Primary LanguagePython

Twiddit

Use reddit comments dataset to classify the twitter messages to the subreddit topics. The tweet is classified to a subreddit topic with the highest term frequency–inverse document frequency (tf-idf) metric.

Demo

https://www.youtube.com/watch?v=WyDrYVslKXY (or http://twiddit.site)

Purpose and Use Cases

Knowing what people are talking about and the people's interests are useful for digital marketing and social media monitoring.

Proposed Architecture

See the slides for the data pipeline: https://docs.google.com/presentation/d/1-tYs0eIeKXNV5WvOdctHIi5myJ9o4_DX8Mx5SVk2wug/edit#slide=id.g306586f75a_0_725 (or http://twiddit.site/slides)

Technologies well-suited to solve the challenges

Spark - batch process reddit dataset to generate term-frequency table for every word and every subreddit.

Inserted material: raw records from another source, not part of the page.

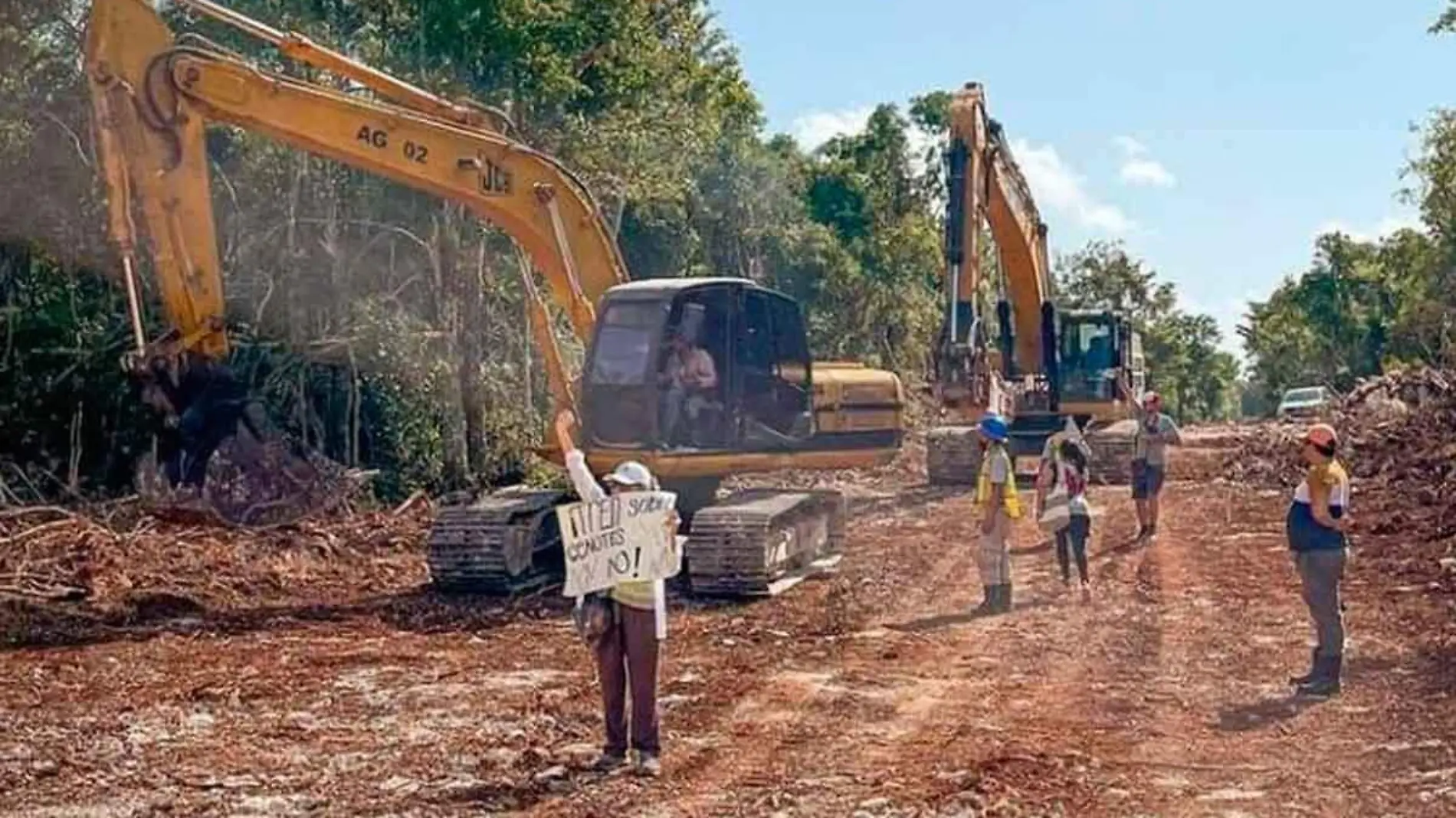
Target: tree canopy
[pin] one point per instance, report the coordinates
(388, 328)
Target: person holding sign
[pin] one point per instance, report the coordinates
(626, 649)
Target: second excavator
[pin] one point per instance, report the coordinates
(766, 407)
(1046, 365)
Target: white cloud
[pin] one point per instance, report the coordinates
(818, 127)
(1059, 188)
(1146, 172)
(1139, 168)
(1385, 227)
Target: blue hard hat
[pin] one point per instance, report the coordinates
(993, 427)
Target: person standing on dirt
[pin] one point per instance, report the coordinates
(1317, 525)
(996, 496)
(628, 648)
(1066, 466)
(1155, 433)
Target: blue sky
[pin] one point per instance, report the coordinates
(1215, 139)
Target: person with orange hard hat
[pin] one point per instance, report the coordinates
(1317, 525)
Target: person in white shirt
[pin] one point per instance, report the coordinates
(628, 648)
(690, 379)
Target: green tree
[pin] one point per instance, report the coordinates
(1181, 350)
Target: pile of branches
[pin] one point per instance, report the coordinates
(1398, 438)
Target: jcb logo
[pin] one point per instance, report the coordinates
(494, 179)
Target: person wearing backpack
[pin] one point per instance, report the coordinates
(1317, 525)
(1064, 476)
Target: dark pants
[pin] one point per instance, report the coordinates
(1320, 555)
(628, 654)
(1074, 540)
(1320, 574)
(1148, 479)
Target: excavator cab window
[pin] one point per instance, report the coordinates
(1090, 355)
(773, 371)
(692, 367)
(619, 396)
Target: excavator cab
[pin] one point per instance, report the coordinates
(698, 365)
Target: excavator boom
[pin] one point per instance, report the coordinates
(986, 187)
(155, 98)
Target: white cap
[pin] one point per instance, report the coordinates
(631, 473)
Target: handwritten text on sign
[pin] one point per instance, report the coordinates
(621, 539)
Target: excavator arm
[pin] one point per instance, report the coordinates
(989, 187)
(153, 100)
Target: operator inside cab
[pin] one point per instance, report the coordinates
(692, 381)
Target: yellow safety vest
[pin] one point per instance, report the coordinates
(983, 489)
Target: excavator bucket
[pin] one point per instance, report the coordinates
(252, 482)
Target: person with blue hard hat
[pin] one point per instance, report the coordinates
(996, 496)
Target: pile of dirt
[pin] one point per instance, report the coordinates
(66, 572)
(1398, 437)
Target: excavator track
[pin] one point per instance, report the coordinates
(953, 456)
(1111, 447)
(500, 545)
(760, 542)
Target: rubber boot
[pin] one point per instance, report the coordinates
(1310, 676)
(1004, 598)
(988, 603)
(1326, 677)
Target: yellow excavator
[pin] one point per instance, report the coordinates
(771, 408)
(1048, 365)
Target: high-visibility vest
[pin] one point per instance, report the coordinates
(983, 489)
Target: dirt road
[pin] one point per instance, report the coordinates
(867, 693)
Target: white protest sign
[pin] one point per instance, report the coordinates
(621, 539)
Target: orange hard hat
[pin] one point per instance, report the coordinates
(1323, 436)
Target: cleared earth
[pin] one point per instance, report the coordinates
(333, 683)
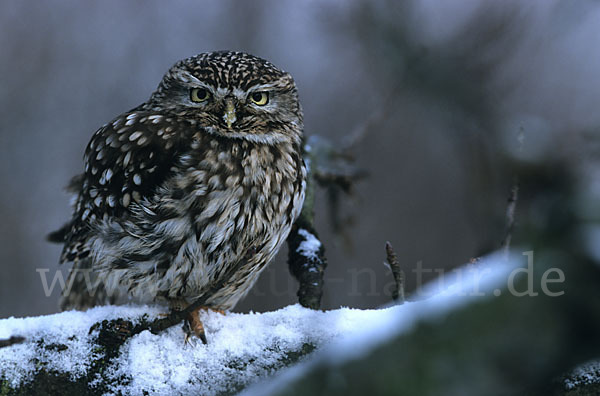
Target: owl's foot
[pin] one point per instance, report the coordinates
(193, 326)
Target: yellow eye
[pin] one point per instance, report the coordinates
(199, 95)
(260, 98)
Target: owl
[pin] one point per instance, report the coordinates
(198, 186)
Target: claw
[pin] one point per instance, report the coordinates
(196, 325)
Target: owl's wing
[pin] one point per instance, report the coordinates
(125, 161)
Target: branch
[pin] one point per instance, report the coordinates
(510, 216)
(11, 341)
(392, 261)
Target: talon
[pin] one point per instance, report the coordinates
(196, 325)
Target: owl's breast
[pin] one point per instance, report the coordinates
(239, 196)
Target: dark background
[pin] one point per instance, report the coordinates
(442, 89)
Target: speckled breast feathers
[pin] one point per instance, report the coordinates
(199, 185)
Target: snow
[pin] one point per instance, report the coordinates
(459, 288)
(309, 248)
(585, 374)
(70, 329)
(242, 348)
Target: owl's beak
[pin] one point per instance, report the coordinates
(229, 115)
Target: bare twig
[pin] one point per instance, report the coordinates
(11, 341)
(392, 260)
(307, 263)
(512, 202)
(510, 215)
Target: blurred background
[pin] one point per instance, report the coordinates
(438, 91)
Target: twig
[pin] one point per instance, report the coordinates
(307, 263)
(512, 202)
(392, 260)
(510, 215)
(11, 341)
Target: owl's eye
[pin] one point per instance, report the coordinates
(260, 98)
(199, 95)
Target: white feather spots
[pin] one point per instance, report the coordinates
(131, 119)
(107, 174)
(135, 135)
(110, 139)
(127, 159)
(126, 199)
(155, 118)
(214, 182)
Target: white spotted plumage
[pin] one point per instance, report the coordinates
(174, 200)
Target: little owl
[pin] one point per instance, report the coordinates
(198, 186)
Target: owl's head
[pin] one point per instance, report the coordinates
(233, 95)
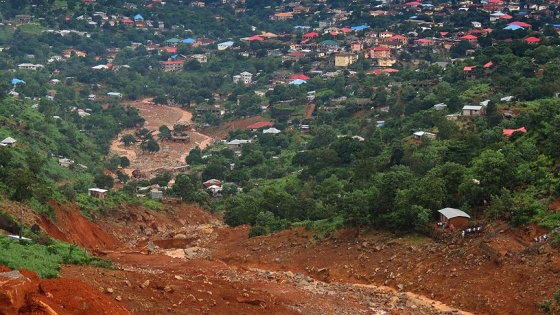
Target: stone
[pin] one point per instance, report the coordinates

Spark Streaming - stream process the twitter message and classify.

Kafka - handle the twitter streaming messages.

Cassandra - a database with high availability for Spark Streaming to query the term-frequency table and class.

The primary engineering challenges

Streaming process tiwtter message at the rate of 1000/sec. Classify every tweet into over 34,000 subreddit topics.